さらに徳島という県は、運転手不足や市場の縮小などの「課題先進県」です。つまり、日本の人口動態をふまえると、いずれは日本全国で徳島県と同じ現象が起こるという仮説は容易に立てられました。徳島で必要なソリューションを作れば全国的に使われるはずだと考えて事業を展開できたわけです。課題先進県で事業を行っていたからこそ、日本の課題にいち早く気づけたのかもしれません。
タクシー業界に固執せず、公共交通全体の効率化を目指して
——タクシー業界の市場を「肥やす」ことに尽力されてきた一方で、鉄道・バスといった他の公共交通機関が従来果たしてきた領域への進出も行っていると聞いています。

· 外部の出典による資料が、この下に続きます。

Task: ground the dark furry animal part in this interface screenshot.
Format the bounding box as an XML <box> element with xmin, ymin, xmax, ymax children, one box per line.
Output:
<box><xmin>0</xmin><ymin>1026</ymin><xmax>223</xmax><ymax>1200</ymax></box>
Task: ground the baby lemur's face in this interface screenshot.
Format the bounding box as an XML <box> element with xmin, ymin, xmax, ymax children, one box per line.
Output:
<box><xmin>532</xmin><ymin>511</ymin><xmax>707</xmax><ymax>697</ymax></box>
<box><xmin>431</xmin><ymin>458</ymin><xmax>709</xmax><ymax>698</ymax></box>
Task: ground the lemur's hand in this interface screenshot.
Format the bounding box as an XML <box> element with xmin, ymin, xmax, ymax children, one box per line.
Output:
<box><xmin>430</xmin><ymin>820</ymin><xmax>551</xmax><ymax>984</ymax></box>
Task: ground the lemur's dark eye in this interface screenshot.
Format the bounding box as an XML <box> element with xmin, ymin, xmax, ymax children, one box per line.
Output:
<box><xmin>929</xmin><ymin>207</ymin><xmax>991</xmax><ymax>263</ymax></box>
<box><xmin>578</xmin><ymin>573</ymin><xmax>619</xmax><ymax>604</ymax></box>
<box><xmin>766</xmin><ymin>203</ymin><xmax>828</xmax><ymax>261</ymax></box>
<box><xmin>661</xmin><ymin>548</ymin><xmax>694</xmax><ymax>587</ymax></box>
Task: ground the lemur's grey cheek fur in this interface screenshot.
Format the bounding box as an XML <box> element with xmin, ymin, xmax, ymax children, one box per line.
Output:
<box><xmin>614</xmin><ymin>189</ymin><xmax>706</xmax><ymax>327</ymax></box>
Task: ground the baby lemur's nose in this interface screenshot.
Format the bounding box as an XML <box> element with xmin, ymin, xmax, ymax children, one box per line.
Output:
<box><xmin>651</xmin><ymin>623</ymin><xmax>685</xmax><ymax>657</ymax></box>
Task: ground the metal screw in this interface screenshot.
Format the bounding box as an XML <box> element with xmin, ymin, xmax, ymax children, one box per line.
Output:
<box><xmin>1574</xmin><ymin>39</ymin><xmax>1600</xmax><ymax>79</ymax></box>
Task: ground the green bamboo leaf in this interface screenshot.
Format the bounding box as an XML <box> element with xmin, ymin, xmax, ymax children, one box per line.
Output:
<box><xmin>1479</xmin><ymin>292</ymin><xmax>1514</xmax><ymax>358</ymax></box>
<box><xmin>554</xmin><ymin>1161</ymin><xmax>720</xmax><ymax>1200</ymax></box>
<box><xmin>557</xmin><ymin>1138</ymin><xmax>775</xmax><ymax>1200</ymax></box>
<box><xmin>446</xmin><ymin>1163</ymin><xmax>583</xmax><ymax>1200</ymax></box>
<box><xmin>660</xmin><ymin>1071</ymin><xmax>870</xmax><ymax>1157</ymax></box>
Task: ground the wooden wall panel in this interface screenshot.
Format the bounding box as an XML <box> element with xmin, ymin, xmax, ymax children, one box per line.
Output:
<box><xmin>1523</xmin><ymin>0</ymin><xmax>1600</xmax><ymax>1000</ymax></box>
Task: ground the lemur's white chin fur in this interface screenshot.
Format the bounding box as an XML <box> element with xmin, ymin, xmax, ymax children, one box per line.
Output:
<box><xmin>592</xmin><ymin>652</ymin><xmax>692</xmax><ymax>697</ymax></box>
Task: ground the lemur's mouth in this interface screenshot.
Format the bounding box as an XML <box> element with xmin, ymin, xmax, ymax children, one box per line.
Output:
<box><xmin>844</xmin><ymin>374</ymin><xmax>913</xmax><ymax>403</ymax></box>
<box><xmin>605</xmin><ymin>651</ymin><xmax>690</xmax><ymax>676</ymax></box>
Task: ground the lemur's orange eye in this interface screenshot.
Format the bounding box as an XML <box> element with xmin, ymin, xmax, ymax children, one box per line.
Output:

近藤:先ほど公共交通機関としての責任についてお話をしましたが、タクシー業界だけで閉じるのではなく、鉄道やバスを含めて陸路全体の効率化を図らなければならないとも思っています。
一部の地方都市では、鉄道や路線バスが廃線を余儀なくされています。ここにアプローチすることは地方創生にとって大きな意味を持つと考えました。
対処法として、陸路市場の垣根を無くすべきだと私たちは考えています。今までは、鉄道・バス・タクシーという3つの選択肢しかありませんでした。鉄道やバスは大量輸送ができる分、運賃は安い。タクシーはドアツードアで移動できるものの料金が高くて気軽には利用できない。その中間としての「デマンド交通」が求められていると考えています。
——デマンド交通について詳しく教えてください。
近藤:簡単にいえば、相乗りですね。通常のタクシーよりも遠回りすることにはなるけれども、複数人が乗れてコストは抑えられる。鉄道・バスとタクシーの中間のような位置付けです。社会的意義と経済性の両立には、非常に有力な選択肢だと考えています。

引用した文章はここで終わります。